From about 1967 the term was increasingly used in opposition to the term rock music, a division that gave generic significance to both terms. Whereas rock aspired to authenticity and an expansion of the possibilities of popular music, pop was more commercial, ephemeral and accessible. According to Simon Frith pop music is produced "as a matter of enterprise not art", is "designed to appeal to everyone" and "doesn't come from any particular place or mark off any particular taste". It is "not driven by any significant ambition except profit and commercial reward ... and, in musical terms, it is essentially conservative". It is, "provided from on high (by record companies, radio programmers and concert promoters) rather than being made from below ... Pop is not a do-it-yourself music but is professionally produced and packaged".
Pop music has been dominated by the American and (from the mid-1960s) British music industries, whose influence has made pop music something of an international monoculture, but most regions and countries have their own form of pop music, sometimes producing local versions of wider trends, and lending them local characteristics. Some of these trends (for example Europop) have had a significant impact of the development of the genre.
According to Grove Music Online, "Western-derived pop styles, whether coexisting with or marginalizing distinctively local genres, have spread throughout the world and have come to constitute stylistic common denominators in global commercial music cultures". Some non-Western countries, such as Japan, have developed a thriving pop music industry, most of which is devoted to Western-style pop, has for several years has produced a greater quantity of music of everywhere except the USA. The spread of Western-style pop music has been interpreted variously as representing processes of Americanization, homogenization, modernization, creative appropriation, cultural imperialism, and/or a more general process of globalization.
The main medium of pop music is the song, often between two and a half and three and a half minutes in length, generally marked by a consistent and noticeable rhythmic element, a mainstream style and a simple traditional structure. Common variants include the verse-chorus form and the thirty-two-bar form, with a focus on melodies and catchy hooks, and a chorus that contrasts melodically, rhythmically and harmonically with the verse. The beat and the melodies tend to be simple, with limited harmonic accompaniment. The lyrics of modern pop songs typically focus on simple themes – often love and romantic relationships – although there are notable exceptions.
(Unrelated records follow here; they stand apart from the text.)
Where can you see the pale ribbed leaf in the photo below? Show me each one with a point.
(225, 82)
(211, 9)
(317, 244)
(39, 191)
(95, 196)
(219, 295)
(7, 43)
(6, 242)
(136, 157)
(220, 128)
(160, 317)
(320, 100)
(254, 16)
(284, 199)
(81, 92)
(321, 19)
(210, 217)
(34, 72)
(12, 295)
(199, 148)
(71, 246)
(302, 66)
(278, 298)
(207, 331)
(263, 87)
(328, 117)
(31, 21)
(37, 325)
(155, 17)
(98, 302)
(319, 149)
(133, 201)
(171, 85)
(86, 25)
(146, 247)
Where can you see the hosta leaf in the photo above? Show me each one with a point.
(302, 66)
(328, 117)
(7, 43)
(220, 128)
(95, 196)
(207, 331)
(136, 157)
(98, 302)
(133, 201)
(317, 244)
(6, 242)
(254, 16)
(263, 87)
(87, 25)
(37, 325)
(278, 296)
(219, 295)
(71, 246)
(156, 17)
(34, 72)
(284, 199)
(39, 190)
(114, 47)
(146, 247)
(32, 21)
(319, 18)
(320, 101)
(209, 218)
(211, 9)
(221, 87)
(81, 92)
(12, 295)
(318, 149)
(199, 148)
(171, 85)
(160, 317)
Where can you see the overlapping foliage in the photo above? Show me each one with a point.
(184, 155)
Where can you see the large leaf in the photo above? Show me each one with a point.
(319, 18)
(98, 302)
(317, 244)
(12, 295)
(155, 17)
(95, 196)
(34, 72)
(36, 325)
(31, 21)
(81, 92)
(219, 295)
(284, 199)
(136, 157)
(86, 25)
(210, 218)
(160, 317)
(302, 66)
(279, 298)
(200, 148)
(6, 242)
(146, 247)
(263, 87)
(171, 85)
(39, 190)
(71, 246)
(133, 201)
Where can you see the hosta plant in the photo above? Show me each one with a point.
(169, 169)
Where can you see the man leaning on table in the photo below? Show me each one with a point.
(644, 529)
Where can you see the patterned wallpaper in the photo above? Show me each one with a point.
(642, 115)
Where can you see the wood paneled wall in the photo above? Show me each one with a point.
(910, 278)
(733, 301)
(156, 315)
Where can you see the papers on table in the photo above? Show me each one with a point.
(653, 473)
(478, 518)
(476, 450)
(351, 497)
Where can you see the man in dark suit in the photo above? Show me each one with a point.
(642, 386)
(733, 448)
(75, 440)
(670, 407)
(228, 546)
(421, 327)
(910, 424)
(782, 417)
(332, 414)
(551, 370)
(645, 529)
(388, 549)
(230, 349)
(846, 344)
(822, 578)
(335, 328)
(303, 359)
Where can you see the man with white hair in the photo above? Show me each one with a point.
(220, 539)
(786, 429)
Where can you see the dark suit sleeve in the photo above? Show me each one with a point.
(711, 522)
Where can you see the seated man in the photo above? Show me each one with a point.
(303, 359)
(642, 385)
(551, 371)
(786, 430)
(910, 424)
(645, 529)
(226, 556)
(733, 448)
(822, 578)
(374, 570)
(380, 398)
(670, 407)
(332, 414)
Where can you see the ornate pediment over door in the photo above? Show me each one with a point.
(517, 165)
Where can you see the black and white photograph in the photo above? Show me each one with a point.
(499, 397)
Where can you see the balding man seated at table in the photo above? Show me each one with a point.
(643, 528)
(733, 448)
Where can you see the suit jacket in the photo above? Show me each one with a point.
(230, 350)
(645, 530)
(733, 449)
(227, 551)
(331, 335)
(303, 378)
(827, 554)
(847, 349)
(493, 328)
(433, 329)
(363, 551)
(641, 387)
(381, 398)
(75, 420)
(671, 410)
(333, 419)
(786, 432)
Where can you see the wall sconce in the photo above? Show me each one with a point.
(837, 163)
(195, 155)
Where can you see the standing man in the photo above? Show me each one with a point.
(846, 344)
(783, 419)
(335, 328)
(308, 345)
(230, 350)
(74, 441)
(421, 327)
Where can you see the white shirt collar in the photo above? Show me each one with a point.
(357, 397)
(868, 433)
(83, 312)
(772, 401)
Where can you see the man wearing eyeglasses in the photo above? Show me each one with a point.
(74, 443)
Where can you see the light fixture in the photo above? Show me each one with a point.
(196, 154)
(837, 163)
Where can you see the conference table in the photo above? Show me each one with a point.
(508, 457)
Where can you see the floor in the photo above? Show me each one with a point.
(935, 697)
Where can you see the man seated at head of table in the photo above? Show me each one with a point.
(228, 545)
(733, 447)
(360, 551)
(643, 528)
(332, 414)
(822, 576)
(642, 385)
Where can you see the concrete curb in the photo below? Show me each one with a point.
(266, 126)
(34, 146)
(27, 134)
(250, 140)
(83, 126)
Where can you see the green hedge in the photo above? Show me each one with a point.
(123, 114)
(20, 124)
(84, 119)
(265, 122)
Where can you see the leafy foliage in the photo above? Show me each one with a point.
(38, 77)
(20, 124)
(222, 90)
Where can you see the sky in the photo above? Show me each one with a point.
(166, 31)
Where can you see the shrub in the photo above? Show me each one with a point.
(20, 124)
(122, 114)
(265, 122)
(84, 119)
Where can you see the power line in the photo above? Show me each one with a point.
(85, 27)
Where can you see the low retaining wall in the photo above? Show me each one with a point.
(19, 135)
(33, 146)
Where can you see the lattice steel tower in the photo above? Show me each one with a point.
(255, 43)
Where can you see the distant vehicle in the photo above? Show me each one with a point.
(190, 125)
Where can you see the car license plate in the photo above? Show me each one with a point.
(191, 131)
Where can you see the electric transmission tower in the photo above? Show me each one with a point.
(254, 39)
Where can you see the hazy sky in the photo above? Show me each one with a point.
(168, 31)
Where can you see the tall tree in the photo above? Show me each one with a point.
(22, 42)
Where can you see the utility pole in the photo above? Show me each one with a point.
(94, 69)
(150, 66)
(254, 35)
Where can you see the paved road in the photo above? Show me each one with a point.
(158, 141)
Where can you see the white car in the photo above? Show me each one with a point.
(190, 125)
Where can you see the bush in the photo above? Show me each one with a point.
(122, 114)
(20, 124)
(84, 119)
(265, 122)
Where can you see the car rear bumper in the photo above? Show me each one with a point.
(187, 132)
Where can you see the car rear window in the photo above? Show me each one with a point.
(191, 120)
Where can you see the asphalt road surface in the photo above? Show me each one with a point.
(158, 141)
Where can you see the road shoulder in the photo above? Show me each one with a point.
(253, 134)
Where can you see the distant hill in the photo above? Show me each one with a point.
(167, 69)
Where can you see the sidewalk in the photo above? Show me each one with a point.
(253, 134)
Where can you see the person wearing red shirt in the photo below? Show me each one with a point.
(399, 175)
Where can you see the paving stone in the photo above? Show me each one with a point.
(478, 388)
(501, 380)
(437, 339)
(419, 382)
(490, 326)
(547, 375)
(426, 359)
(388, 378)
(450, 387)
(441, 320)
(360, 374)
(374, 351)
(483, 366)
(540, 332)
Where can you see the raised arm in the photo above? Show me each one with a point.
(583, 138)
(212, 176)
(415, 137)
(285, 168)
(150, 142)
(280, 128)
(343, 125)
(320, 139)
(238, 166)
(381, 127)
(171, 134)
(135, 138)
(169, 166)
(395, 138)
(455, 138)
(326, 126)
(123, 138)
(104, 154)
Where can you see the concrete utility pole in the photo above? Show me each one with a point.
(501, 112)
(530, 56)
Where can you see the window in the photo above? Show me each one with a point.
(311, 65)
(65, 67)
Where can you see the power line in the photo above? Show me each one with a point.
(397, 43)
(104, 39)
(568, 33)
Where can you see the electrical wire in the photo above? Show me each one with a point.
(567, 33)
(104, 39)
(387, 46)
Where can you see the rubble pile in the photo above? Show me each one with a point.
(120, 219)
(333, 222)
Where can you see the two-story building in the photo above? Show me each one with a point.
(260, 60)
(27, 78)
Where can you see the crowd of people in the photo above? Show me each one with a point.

Harmony in pop music is often "that of classical European tonality, only more simple-minded." Clichés include the barbershop harmony (i.e. moving from a secondary dominant harmony to a dominant harmony, and then to the tonic) and blues scale-influenced harmony. "The influence of the circle-of-fifths paradigm has declined since the mid-1950s. The harmonic languages of rock and soul have moved away from the all-encompassing influence of the dominant function. ...There are other tendencies (perhaps also traceable to the use of a guitar as a composing instrument) – pedal-point harmonies, root motion by diatonic step, modal harmonic and melodic organization – that point away from functional tonality and toward a tonal sense that is less directional, more free-floating."